In one of our later advanced legal research and writing class of the term, we turned our attention from traditional primary and secondary material to alternative or less-expected legal research resources. I posted earlier on the portion of the class in which we learned strategies to mine Twitter for legal research. The other broad angle we looked at addressed strategies and tools to assist in finding helpful secondary resources in legal blogs and other open web information sources.
Legal research in blogs
I think it’s fair to suggest legal blogs are so widespread and well-known that they may be more expected and less alternative than, for example, Twitter. To use the legal blogs and open web content as legitimate secondary (and sometimes primary) resources though, we can’t neglect the fundamentals of a good legal research process. Critical evaluation of information in blogs and efficient strategies to access useful information are core elements of the process, and they incorporate some attention beyond random googling or even morning reads of the RSS feed.
We discussed searching legal blogs for secondary information on specific legal topics, and we executed a few sample searches: one with the phrase “curative proviso,”, and another with the phrase “Rand Formula” and the added keyword Bernard: These targeted commentary on recent Supreme Court of Canada decisions we had decided, in our example, we wanted to know more about.

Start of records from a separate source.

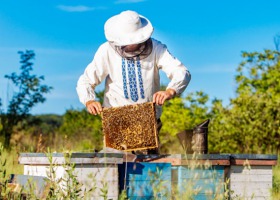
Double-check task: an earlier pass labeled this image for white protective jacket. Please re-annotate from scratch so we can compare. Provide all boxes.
[76,39,191,118]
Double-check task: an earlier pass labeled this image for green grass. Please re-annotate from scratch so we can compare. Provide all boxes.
[0,143,280,200]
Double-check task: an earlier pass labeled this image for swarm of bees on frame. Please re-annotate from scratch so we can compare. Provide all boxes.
[102,102,158,151]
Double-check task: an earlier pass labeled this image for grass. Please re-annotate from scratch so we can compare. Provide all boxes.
[0,144,280,200]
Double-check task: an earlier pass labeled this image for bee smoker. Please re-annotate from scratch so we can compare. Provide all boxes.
[191,119,210,154]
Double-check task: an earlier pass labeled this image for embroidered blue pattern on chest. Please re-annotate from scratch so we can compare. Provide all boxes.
[122,58,128,99]
[136,56,145,99]
[127,59,138,102]
[122,57,145,102]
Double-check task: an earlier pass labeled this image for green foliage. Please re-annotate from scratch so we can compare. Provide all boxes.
[160,91,210,153]
[5,50,52,116]
[211,50,280,153]
[59,109,103,149]
[1,50,52,147]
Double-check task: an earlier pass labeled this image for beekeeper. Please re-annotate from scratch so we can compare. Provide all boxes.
[76,10,191,153]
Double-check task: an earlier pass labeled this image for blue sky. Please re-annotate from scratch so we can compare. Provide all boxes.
[0,0,280,114]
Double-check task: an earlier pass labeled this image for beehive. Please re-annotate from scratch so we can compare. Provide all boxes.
[102,102,158,151]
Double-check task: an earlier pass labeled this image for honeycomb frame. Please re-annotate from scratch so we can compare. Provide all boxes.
[101,102,158,151]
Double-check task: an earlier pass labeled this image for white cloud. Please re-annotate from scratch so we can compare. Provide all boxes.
[57,5,100,12]
[115,0,146,4]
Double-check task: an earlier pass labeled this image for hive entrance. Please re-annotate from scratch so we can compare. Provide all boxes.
[102,102,158,151]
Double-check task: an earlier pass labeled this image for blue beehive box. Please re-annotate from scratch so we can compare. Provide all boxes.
[172,166,225,200]
[119,162,171,200]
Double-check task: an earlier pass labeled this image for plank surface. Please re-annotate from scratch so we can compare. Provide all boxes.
[119,163,171,199]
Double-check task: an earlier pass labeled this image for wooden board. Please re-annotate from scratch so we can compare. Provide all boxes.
[172,166,225,200]
[230,165,272,199]
[119,162,171,200]
[102,102,158,151]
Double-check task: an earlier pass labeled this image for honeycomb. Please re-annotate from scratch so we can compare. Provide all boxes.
[101,102,158,151]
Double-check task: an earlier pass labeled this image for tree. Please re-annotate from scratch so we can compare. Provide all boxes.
[212,50,280,153]
[1,50,52,147]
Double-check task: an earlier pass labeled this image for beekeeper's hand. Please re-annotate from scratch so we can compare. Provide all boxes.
[86,100,102,115]
[153,88,176,106]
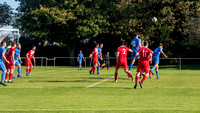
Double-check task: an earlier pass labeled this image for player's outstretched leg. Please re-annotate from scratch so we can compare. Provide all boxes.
[139,73,149,88]
[5,70,10,82]
[124,69,134,82]
[1,71,7,86]
[26,66,29,76]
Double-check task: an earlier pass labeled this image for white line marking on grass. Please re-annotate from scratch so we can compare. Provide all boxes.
[0,108,200,111]
[86,74,125,88]
[86,77,114,88]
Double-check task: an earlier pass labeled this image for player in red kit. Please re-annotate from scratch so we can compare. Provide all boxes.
[5,42,17,83]
[90,44,99,74]
[114,40,133,82]
[25,46,36,76]
[134,40,152,89]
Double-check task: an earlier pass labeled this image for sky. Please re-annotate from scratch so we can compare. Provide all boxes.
[0,0,19,29]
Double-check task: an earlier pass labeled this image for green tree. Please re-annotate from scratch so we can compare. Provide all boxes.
[0,2,13,27]
[17,0,109,64]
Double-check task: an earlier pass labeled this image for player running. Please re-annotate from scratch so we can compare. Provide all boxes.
[150,43,167,79]
[114,40,133,82]
[101,52,110,70]
[97,44,103,74]
[0,41,9,86]
[13,43,23,78]
[6,41,12,50]
[77,50,85,70]
[25,45,36,76]
[89,43,99,74]
[134,41,152,89]
[5,42,16,83]
[129,34,142,72]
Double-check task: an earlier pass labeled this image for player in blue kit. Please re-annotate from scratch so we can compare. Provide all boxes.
[77,50,85,70]
[13,43,23,78]
[129,33,142,72]
[97,43,103,74]
[150,43,167,79]
[0,41,9,86]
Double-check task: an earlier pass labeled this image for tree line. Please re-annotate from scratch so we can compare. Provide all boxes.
[0,0,200,64]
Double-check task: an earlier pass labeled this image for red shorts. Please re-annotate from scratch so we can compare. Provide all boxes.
[25,58,33,66]
[115,61,128,69]
[93,59,98,64]
[5,59,15,69]
[137,62,149,73]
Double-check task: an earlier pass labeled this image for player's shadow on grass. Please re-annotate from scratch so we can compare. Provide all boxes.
[29,80,94,82]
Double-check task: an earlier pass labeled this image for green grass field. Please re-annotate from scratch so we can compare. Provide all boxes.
[0,67,200,113]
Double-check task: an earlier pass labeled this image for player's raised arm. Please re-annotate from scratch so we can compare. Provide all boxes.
[160,49,167,58]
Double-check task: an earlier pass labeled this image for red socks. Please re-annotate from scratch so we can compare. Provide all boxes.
[90,67,96,74]
[29,68,32,73]
[142,75,147,83]
[149,71,151,75]
[135,76,139,83]
[9,73,13,80]
[115,73,118,80]
[5,73,9,80]
[128,72,132,77]
[26,68,29,73]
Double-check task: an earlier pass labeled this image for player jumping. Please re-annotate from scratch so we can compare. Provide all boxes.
[114,40,133,82]
[150,43,167,79]
[129,34,142,72]
[0,41,9,86]
[134,41,152,89]
[13,43,23,78]
[25,46,36,76]
[89,44,99,74]
[97,44,103,74]
[77,50,85,70]
[5,42,16,83]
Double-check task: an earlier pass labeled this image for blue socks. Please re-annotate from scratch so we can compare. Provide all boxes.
[129,63,133,71]
[17,68,21,75]
[156,71,159,79]
[151,65,156,71]
[1,72,6,83]
[97,65,100,72]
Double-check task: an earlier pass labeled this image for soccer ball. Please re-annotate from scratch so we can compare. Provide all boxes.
[152,17,158,22]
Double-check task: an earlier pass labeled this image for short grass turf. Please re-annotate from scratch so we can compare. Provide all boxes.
[0,67,200,113]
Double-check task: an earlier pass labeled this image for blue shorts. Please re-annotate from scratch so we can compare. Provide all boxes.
[0,62,6,72]
[78,60,82,64]
[131,52,137,60]
[15,60,20,65]
[153,57,160,64]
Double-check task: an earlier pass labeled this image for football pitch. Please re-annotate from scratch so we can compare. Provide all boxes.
[0,67,200,113]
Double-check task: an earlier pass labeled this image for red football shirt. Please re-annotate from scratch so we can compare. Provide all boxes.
[92,47,98,60]
[117,46,131,62]
[6,47,15,60]
[27,50,35,59]
[137,47,152,62]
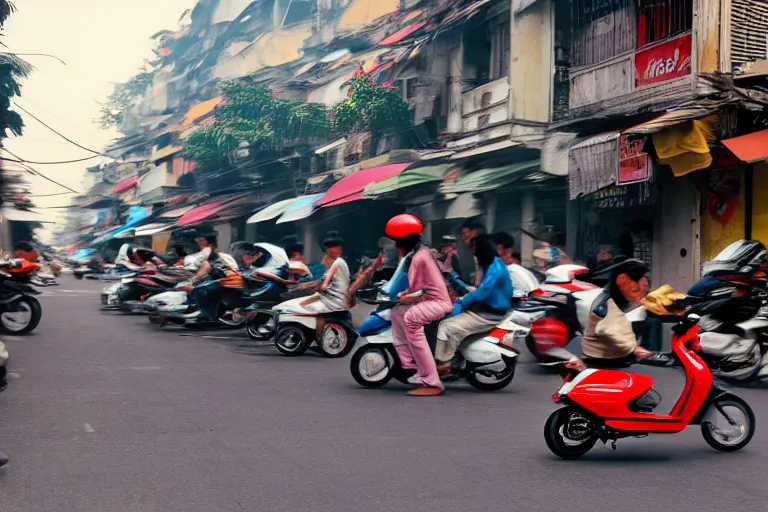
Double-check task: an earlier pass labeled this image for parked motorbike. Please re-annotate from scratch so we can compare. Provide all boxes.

Legal blog-specific and blog-specific search tools
We tried the custom search tool at lawblogs.ca: We found the search successfully pulled a good variety of blog posts limited to the keywords we searched. Because the results list was extensive, we refined our search to limit by date range feature but had a bit of trouble excluding older posts. Nonetheless, the relevancy ranking seemed to promote the new articles, and we also re-sorted by date to display the most recent posts on top.
We also found a successful blog search in the ever-more-tucked-away google.ca/blogsearch. This search retrieved a small result set of recent, relevant Canadian blog posts focusing on the terms we used. The searches we executed with this tool, which still targeted a couple of recent Supreme Court of Canada decisions, pointed the class to the highly informative blog thecourt.ca (housed at Osgoode), which, I suspect, is now a bookmarked site for the students.
We suspected the Canadianness of our results was attributable both to the content of our search queries and to any IP information Google might pull: Our results were the same whether we used google.ca or google.com. We discussed the experience that Google’s suggested search completions and its top-ranked results do relate to our search histories and caches, as well as to our location. Recognizing this can occasionally unduly narrow the scope of our searches, we tried DuckDuckGo—a search engine that doesn’t track search histories or other information. It produced slightly different results overall, although on the narrower “curative proviso” search there was more overlap. A lesson from this experience was to try more than one search tool, and to include a non-tracking engine like DuckDuckGo.
The search results in DuckDuckGo pointed us to the option to try our search on Scribd—which is a great idea because, among the many wonderful things it does, Scribd hosts loads and loads of primary legal materials, the PDFs of which are searchable. We saw the value of accessing Scribd content categorized by the user who uploaded it, which is analogous to searching a library catalogue or database for other secondary material written by an author of a specific resource we found useful. As a nice bonus, we came across CANs or law school outlines posted by SLSCalgary and other similar Scribd users.
Once again, critical evaluation is fundamental. As with any piece of information, basic research literacy requires us to consider factors like authority, credibility, and perspective of the blog post or similar content. If I’m reading a blog discussion about a recent labour law case, I need to consider whether this blog author’s perspective is influenced by the firm’s regular representation of unions or employers, for instance. Or I need to look at the profile of the person or organization who posted the particular Scribd document I’m reading, for example.
And I learned about Ghostery, a web privacy tool that can block ads and cookies, or can let one decide which to allow, and I learned about WOT—Web of Trust—a browser add-on that can give reputation information about sites to help us evaluate new ones.
A future iteration of this class will benefit from CanLII Connects—which, at the date of this class wasn’t yet available for our exploration. But it gives us something to look forward to tomorrow.